Optimizing Agent Workflows for Modern LLMs

Writing effective agent skills requires deep knowledge of prompt engineering. With the release of advanced reasoning models like Claude 3.5 Sonnet, ChatGPT o1, and DeepSeek-V3, prompt templates must focus on structured thinking. Developers are encouraged to use XML tags (e.g., <thought>, <context>, and <rules>) to isolate execution boundaries. Standardized prompts prevent agents from suffering from context drift, ensuring that long-running tasks remain aligned with the initial system parameters.

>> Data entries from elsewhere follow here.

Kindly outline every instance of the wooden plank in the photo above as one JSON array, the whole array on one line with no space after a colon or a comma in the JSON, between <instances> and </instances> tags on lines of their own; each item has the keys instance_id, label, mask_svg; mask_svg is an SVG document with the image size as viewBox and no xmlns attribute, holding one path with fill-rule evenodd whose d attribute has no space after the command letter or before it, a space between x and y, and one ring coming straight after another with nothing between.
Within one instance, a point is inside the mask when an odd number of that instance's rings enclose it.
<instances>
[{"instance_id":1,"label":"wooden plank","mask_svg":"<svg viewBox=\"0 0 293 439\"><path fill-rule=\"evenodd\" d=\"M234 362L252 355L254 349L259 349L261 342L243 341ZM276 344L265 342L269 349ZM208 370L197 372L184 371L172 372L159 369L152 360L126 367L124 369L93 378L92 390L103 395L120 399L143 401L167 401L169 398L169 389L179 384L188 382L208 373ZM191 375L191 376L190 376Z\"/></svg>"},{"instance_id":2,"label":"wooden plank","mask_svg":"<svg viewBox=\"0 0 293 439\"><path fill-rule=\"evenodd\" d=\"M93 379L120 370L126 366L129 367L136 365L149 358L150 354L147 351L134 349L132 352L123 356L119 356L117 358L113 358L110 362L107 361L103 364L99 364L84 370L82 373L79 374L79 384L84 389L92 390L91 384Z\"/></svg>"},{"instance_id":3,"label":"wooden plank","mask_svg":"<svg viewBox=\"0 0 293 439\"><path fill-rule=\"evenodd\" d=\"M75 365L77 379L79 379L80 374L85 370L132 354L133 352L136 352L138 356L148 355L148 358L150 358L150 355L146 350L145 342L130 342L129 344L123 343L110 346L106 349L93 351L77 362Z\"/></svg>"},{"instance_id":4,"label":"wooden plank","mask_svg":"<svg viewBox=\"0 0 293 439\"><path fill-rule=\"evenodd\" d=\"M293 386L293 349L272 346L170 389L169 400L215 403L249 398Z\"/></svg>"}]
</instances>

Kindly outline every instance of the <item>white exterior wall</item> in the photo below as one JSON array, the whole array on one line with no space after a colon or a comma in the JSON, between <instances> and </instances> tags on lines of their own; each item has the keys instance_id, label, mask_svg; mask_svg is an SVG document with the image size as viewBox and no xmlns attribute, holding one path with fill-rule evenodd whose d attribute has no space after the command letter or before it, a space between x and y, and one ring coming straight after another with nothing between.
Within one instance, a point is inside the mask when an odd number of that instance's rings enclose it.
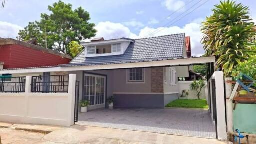
<instances>
[{"instance_id":1,"label":"white exterior wall","mask_svg":"<svg viewBox=\"0 0 256 144\"><path fill-rule=\"evenodd\" d=\"M75 74L70 74L68 94L31 93L26 77L24 93L0 93L0 121L70 126L74 123Z\"/></svg>"},{"instance_id":2,"label":"white exterior wall","mask_svg":"<svg viewBox=\"0 0 256 144\"><path fill-rule=\"evenodd\" d=\"M175 71L176 70L176 67L166 67L166 82L164 82L164 94L178 94L178 84L170 84L170 68L172 68L174 69ZM178 72L176 72L177 74ZM178 76L178 75L177 75Z\"/></svg>"},{"instance_id":3,"label":"white exterior wall","mask_svg":"<svg viewBox=\"0 0 256 144\"><path fill-rule=\"evenodd\" d=\"M179 85L179 92L180 96L182 94L182 91L183 90L186 90L186 92L188 92L189 94L188 96L186 97L180 97L180 99L194 99L196 100L198 99L198 96L196 95L196 90L190 90L190 85L194 81L180 81L178 82ZM206 85L207 84L207 82L204 82L206 83ZM201 96L200 96L200 99L206 99L208 100L208 94L206 94L206 92L208 92L206 90L208 89L207 87L206 86L202 90L201 92Z\"/></svg>"}]
</instances>

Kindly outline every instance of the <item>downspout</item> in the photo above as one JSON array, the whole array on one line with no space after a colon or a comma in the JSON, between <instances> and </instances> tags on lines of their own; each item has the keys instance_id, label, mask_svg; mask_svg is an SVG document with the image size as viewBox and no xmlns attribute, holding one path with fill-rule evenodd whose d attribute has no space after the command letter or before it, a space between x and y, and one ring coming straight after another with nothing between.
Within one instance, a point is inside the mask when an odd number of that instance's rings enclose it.
<instances>
[{"instance_id":1,"label":"downspout","mask_svg":"<svg viewBox=\"0 0 256 144\"><path fill-rule=\"evenodd\" d=\"M4 62L0 62L0 70L4 70Z\"/></svg>"}]
</instances>

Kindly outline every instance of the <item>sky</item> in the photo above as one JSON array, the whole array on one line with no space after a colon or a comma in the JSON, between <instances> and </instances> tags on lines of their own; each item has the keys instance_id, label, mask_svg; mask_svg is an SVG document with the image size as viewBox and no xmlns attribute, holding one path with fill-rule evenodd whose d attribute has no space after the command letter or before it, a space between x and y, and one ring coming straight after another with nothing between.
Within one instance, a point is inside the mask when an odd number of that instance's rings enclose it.
<instances>
[{"instance_id":1,"label":"sky","mask_svg":"<svg viewBox=\"0 0 256 144\"><path fill-rule=\"evenodd\" d=\"M82 7L96 24L96 37L105 40L140 38L185 33L192 40L192 56L204 51L200 44L201 22L212 12L218 0L62 0L74 10ZM256 4L252 0L238 0L249 6L250 16L256 22ZM40 20L40 14L50 14L48 6L58 0L6 0L0 8L0 38L16 38L29 22Z\"/></svg>"}]
</instances>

Exploring by SOC Occupations and Creator Profiles

What makes SkillMD unique is its taxonomy. Instead of simple text search, we parse and organize files according to the Standard Occupational Classification (SOC) system. This means you can discover skills written for Computer and Mathematical roles, Business and Financial operations, Legal, Design, and and Educational Instruction fields. By tracking creator profiles, developers can study how different teams organize their custom instructions, compare version updates, and fork public configs for specialized enterprise use cases.

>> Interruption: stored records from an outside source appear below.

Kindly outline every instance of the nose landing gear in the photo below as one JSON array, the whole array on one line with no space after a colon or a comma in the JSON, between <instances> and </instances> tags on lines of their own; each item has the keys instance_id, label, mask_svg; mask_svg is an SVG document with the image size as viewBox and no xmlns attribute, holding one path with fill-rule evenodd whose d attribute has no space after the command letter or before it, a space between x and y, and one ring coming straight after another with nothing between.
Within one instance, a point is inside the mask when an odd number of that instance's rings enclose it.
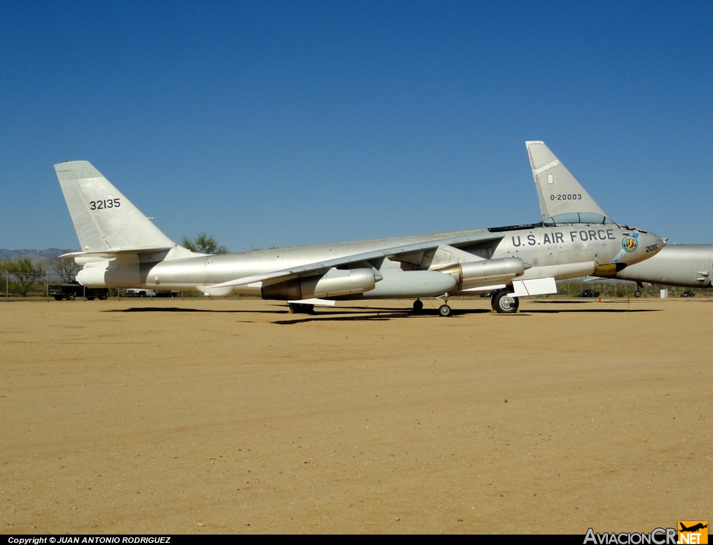
<instances>
[{"instance_id":1,"label":"nose landing gear","mask_svg":"<svg viewBox=\"0 0 713 545\"><path fill-rule=\"evenodd\" d=\"M520 307L520 299L518 297L513 297L511 294L511 291L501 289L493 295L491 299L493 310L500 314L512 314L517 312Z\"/></svg>"}]
</instances>

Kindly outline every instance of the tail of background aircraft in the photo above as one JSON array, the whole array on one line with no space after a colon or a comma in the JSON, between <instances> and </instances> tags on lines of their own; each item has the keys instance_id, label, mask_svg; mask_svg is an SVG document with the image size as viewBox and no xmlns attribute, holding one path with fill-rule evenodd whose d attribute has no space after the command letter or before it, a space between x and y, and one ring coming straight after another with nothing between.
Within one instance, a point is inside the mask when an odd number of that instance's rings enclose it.
<instances>
[{"instance_id":1,"label":"tail of background aircraft","mask_svg":"<svg viewBox=\"0 0 713 545\"><path fill-rule=\"evenodd\" d=\"M574 217L555 218L555 221L567 222L590 221L586 216L581 217L588 214L593 214L591 221L596 221L594 214L607 217L544 142L525 142L525 145L530 156L543 218L547 219L565 214L580 214L579 219ZM599 219L599 222L601 221Z\"/></svg>"},{"instance_id":2,"label":"tail of background aircraft","mask_svg":"<svg viewBox=\"0 0 713 545\"><path fill-rule=\"evenodd\" d=\"M82 254L140 254L181 248L88 161L61 162L54 170Z\"/></svg>"}]
</instances>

SkillMD operates as a high-performance index running on a fast Go backend and a highly responsive Astro SSR frontend. All search queries execute in milliseconds, featuring smart debouncing to prevent multiple API requests while keeping user data secure. Join our community of developers to standardize your AI agent instructions and optimize your LLM prompting workflows today.

8 QUESTIONS

Frequently Asked Questions

A practical guide to agent skills: what they are, how to inspect them, and how SkillMD helps you explore the ecosystem.